As school districts across California face steep cuts in state funding, some supporters of public education are trying to fill the void by raising money. In the case of the San Carlos Education Foundation, the results have been impressive.
The foundation, which raised $1.7 million during the 2009-10 fiscal year, was honored Monday night by San Carlos Mayor Randy Royce and the City Council with a proclamation. Money raised by the foundation over the years has paid for San Carlos elementary students to have continued access to academic and extracurricular programs that otherwise would have been sacrificed to balance the district’s budget.
The $1.7 million raised is equal to “about 7 percent of the [district’s] entire budget,” Royce said, reading from the proclamation. “Without parents and community support for public education in San Carlos, the elementary schools would have to consider cutting or eliminating — and it doesn’t say this, but they would probably have to cut all of this — music, literacy, physical education, libraries, technology, fine arts, science, vice principals and counseling.”
In an interview, San Carlos schools Superintendent Craig Baker said the financial support has had a huge impact. “We continue to provide what a lot of other schools consider to be secondary, but for us are primary, which is music, P.E., art and technology, in addition to regular classes,” he said. “Most districts have had to cut some or all of those over the years.”
Unless the state can improve its fiscal health, more painful cuts are likely, he said.

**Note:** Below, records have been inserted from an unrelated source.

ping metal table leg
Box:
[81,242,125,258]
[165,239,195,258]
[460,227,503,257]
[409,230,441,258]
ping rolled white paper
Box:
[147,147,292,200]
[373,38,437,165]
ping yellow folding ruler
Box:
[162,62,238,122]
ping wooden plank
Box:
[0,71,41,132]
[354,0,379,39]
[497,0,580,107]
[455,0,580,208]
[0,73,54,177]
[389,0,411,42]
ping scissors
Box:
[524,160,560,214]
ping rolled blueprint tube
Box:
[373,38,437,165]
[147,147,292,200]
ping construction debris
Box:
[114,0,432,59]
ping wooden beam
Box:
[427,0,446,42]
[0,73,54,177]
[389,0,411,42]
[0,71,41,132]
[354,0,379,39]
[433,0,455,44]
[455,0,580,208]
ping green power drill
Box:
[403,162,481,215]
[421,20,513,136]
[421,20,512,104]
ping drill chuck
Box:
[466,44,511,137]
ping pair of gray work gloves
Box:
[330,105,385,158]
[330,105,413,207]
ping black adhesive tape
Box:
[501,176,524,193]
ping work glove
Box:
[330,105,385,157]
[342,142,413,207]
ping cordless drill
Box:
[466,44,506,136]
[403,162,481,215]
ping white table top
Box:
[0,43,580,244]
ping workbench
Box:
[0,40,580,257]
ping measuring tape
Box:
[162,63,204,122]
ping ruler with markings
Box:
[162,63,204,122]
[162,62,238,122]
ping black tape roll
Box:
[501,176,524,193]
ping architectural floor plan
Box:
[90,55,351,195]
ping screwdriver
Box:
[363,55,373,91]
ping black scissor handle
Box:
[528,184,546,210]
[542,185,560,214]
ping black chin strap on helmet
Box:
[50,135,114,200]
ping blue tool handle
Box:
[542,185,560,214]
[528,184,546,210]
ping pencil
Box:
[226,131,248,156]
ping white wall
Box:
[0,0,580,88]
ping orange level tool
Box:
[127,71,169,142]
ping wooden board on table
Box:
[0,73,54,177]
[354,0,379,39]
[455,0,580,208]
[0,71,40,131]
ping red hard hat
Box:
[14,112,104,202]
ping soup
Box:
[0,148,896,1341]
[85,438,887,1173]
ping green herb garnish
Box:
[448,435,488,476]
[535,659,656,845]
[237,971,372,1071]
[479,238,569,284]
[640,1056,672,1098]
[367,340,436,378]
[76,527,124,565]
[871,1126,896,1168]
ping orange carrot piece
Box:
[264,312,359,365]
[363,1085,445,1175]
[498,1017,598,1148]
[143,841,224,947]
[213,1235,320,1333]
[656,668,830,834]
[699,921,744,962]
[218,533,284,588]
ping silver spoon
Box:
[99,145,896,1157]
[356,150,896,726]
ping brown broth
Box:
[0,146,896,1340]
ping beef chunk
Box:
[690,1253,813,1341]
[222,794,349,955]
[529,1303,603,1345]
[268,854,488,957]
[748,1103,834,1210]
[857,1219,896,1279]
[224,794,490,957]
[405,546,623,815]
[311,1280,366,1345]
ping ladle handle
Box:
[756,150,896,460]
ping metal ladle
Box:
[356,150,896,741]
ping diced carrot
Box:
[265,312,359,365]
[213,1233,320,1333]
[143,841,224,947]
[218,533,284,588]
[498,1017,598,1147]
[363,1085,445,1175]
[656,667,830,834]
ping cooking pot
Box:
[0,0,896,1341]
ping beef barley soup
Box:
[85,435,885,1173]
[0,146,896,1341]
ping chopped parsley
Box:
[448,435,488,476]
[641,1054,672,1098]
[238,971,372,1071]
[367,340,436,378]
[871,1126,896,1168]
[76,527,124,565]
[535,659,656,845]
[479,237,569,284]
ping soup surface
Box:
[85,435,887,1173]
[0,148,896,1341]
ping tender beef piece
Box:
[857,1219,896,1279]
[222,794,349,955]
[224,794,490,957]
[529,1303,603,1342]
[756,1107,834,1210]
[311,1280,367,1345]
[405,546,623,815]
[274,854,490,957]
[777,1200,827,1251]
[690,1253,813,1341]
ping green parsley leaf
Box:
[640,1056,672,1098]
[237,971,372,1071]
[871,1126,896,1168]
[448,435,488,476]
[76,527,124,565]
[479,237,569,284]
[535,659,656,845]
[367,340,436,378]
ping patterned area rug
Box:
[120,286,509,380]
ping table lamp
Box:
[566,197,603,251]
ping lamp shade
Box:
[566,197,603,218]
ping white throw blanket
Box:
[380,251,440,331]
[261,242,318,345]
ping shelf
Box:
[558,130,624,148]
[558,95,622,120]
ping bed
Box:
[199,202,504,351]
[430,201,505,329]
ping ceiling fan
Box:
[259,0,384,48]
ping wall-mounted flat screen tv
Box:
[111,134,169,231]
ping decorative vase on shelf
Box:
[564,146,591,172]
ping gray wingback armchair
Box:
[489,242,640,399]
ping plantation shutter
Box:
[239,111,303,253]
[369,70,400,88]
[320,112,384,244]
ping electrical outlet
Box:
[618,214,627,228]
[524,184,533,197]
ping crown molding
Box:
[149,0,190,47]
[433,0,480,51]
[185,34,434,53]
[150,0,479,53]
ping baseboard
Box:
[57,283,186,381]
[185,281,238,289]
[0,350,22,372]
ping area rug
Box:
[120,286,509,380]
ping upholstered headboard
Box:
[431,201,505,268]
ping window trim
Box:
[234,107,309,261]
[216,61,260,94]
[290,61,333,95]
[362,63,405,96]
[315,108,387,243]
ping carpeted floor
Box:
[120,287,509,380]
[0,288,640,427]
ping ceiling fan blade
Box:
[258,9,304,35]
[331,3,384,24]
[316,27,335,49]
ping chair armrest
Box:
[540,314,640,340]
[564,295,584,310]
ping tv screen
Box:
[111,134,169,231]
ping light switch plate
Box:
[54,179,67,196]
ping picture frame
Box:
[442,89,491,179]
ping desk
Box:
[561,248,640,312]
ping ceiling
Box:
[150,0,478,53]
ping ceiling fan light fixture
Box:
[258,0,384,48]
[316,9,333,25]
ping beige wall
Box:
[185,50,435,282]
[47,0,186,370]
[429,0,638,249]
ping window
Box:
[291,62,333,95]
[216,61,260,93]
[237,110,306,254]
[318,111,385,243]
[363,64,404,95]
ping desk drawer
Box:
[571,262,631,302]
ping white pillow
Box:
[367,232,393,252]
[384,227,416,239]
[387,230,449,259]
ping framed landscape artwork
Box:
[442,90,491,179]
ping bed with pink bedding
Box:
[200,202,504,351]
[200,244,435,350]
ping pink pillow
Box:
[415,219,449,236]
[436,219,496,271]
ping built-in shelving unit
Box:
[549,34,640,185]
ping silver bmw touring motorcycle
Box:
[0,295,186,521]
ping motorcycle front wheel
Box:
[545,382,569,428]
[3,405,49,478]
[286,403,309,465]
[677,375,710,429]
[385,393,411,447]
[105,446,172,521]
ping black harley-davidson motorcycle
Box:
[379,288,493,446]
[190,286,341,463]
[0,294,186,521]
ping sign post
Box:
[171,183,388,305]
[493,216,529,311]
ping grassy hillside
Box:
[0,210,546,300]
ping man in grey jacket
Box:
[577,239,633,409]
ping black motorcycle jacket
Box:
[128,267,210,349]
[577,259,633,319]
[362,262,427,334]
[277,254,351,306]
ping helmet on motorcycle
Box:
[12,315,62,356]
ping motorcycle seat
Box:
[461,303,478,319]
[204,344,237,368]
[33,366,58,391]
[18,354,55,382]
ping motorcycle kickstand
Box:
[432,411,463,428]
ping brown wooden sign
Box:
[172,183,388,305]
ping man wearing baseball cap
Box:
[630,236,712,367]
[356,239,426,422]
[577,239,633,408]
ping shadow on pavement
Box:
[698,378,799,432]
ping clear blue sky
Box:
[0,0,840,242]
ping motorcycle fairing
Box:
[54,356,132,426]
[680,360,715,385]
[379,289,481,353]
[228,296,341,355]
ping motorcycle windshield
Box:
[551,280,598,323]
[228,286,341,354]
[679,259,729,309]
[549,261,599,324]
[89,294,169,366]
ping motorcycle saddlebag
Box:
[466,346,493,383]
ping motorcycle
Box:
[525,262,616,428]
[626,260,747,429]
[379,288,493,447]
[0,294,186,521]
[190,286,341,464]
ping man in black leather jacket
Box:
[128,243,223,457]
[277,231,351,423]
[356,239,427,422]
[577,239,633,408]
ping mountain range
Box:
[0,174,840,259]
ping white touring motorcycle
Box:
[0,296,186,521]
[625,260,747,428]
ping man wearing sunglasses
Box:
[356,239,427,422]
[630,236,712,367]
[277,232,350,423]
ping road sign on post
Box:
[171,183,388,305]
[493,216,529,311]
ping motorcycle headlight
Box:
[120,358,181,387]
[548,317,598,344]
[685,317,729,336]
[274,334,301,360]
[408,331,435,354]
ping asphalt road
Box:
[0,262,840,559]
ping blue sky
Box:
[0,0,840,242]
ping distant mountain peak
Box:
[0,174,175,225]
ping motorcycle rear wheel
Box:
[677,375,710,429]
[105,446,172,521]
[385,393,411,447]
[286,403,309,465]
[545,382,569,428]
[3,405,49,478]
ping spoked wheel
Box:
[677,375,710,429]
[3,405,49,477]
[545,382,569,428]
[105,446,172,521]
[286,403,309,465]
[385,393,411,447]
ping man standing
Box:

“Just over the last year, the state reduced our funding by about $300,000 beyond what they cut the year before,” Baker said. “There’s been a gradual decline in state funding, and the foundation has been critical in filling that gap. Like other districts around us, we’ve been deficit spending just to balance our budget every year, and our reserves are gradually disappearing.”
Sallie Gasparini, co-president of the San Carlos Education Foundation, said the organization was founded in 1982 but began raising large sums of money only recently. It was bringing in just “a few thousand dollars” in 2001 and 2002, she said.
“Our parent community is getting very savvy,” Gasparini said. “The mindset’s changing from ‘public education is free’ to understanding the state doesn’t adequately fund education, to parents and community realizing they need to step in.”
Gasparini said the foundation’s successful fundraising in recent years –including roughly $1.3 million last year, according to Baker – was not the result of only a few wealthy contributors, but a community outpouring of support.
“Last year, over 50 percent of families in the district contributed to our annual giving campaign,” she said. “Most of the revenue came from a greater percentage of the population.”
The equivalent of 16 full-time positions are funded by money the foundation raised last fiscal year, according to Gasparini. But the district can’t simply replace state revenues forever, she said.
“There will be a point at which the local community won’t be able to continue funding education,” she said. “The district’s budget is $23 million, and our contribution is over 7 percent, There will be a point where giving flattens out.”